Precisas é de arranjar um homem...

- Alzira, estou a falar contigo há 10 minutos e tu nada, parece que não me ouves.
- Claro que te estou a ouvir Graciete.
- Quem diria, estás para aí calada a sós com os teus pensamentos e nas arrumações.
- É a minha vida.
- Não é fácil, não é amiga? – Graciete disse-o num tom e duma forma em que estava lá tudo, amizade, compreensão, solidariedade – passas os dias aqui metida no Café, mais os teus cinco filhos e sem companhia, sem ninguém que te ajude.
- Não me posso queixar.
- Ora essa, podes e deves que faz bem à alma. Anda lá, deita tudo cá para fora.

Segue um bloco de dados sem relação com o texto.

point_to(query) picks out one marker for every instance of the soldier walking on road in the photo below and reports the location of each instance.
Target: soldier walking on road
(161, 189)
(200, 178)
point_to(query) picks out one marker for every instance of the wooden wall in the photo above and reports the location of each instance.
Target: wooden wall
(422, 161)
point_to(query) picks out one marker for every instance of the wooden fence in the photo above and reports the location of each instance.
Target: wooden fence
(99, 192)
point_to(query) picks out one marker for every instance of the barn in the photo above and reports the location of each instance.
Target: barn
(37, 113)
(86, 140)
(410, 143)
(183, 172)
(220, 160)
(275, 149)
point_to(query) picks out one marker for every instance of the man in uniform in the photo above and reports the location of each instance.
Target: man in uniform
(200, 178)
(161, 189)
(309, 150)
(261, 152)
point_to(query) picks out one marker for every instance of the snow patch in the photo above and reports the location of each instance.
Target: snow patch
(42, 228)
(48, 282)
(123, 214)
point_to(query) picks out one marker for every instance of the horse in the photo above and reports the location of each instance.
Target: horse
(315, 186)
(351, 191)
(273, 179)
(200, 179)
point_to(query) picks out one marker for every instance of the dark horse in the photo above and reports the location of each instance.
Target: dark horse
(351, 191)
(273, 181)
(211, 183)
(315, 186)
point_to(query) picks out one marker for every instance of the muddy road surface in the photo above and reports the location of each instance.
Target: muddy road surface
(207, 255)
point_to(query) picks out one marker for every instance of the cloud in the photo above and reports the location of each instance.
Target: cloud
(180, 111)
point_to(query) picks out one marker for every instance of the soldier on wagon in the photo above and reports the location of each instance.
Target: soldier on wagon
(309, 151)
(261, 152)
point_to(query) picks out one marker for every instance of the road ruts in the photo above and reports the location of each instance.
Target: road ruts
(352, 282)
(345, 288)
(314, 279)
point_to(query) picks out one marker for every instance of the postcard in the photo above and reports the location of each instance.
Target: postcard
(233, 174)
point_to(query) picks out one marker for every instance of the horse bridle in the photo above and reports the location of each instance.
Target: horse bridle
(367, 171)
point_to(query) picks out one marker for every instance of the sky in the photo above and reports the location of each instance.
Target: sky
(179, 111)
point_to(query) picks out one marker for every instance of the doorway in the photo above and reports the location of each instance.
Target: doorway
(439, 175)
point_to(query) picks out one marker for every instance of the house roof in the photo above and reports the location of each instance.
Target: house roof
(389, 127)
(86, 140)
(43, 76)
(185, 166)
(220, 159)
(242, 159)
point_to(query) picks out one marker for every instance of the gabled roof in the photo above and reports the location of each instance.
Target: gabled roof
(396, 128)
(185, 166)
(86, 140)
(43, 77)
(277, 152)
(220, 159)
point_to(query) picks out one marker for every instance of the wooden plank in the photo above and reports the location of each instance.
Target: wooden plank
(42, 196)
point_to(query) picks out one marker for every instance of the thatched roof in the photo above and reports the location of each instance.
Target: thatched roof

- Agora não posso, tenho muito que fazer.
- Como assim? Já fechaste o Café e se chegares meia hora atrasada ninguém te diz nada, não tens ninguém para te atazanar o juízo.
- Pois, mas tenho que fazer em vez de estar para aqui com conversas.
- Deixa-te de coisas e tira aí duas imperiais para nós.
- Mas só duas e depois ala que se faz tarde. Além disso não quero ser o motivo de uma discussão entre marido e mulher.
- Eu estou farta daquele gajo. Um inútil que só serve para me dar trabalho e dar-me cabo da cabeça.
- Não devias falar assim do teu homem.
- Devia e falo. Nem sei porque é que já não o pus a andar.
- Tem juízo, o que vale é que só dizes essas coisas da boca para fora.
- Olha, se tivesse juízo em vez de só falar punha em práctica as minhas ideias. Estou tão fartinha, filha...
- A vida é feita assim mesmo Graciete, como aquela música do Variações “só estou bem onde não estou”, quando temos não queríamos ter, quando não temos queríamos ter, enfim, feita de desencontros.
- Podes crer, mas já nem o posso ver – naquela noite Graciete estava mais revoltada que nunca com o António, o homem com quem vivia e que tinha sido, mais uma vez, enredado na teia implacável do desemprego – bem sei que ele não tem culpa de estar desempregado, mas se quisesse e tivesse mesmo vontade, há por aí muita coisa por onde pegar.
- Lá isso é verdade, basta ver os emigrantes que chegam e agarram-se a qualquer coisa.
- E não é que no outro dia queria ir com o Fonseca, sabes, aquele vizinho do primeiro andar, outro parvalhão, ao futebol? Como se tivéssemos dinheiro para esses luxos... Os inúteis têm cá uma lata, ou então sou eu que tenho azar. É que o “Benfas” tem um jogo importante, dizia-me ele... Levou uma desanda daquelas.
- E...?
- E meteu o rabinho entre as pernas, todo infeliz e abalou porta fora. Ainda resmungou qualquer coisa mas já nem o ouvi. Foi para o Café do Zé afogar as mágoas, para as pessoas terem pena dele. O que me deixou chateada porque ainda me gastou dinheiro em cerveja.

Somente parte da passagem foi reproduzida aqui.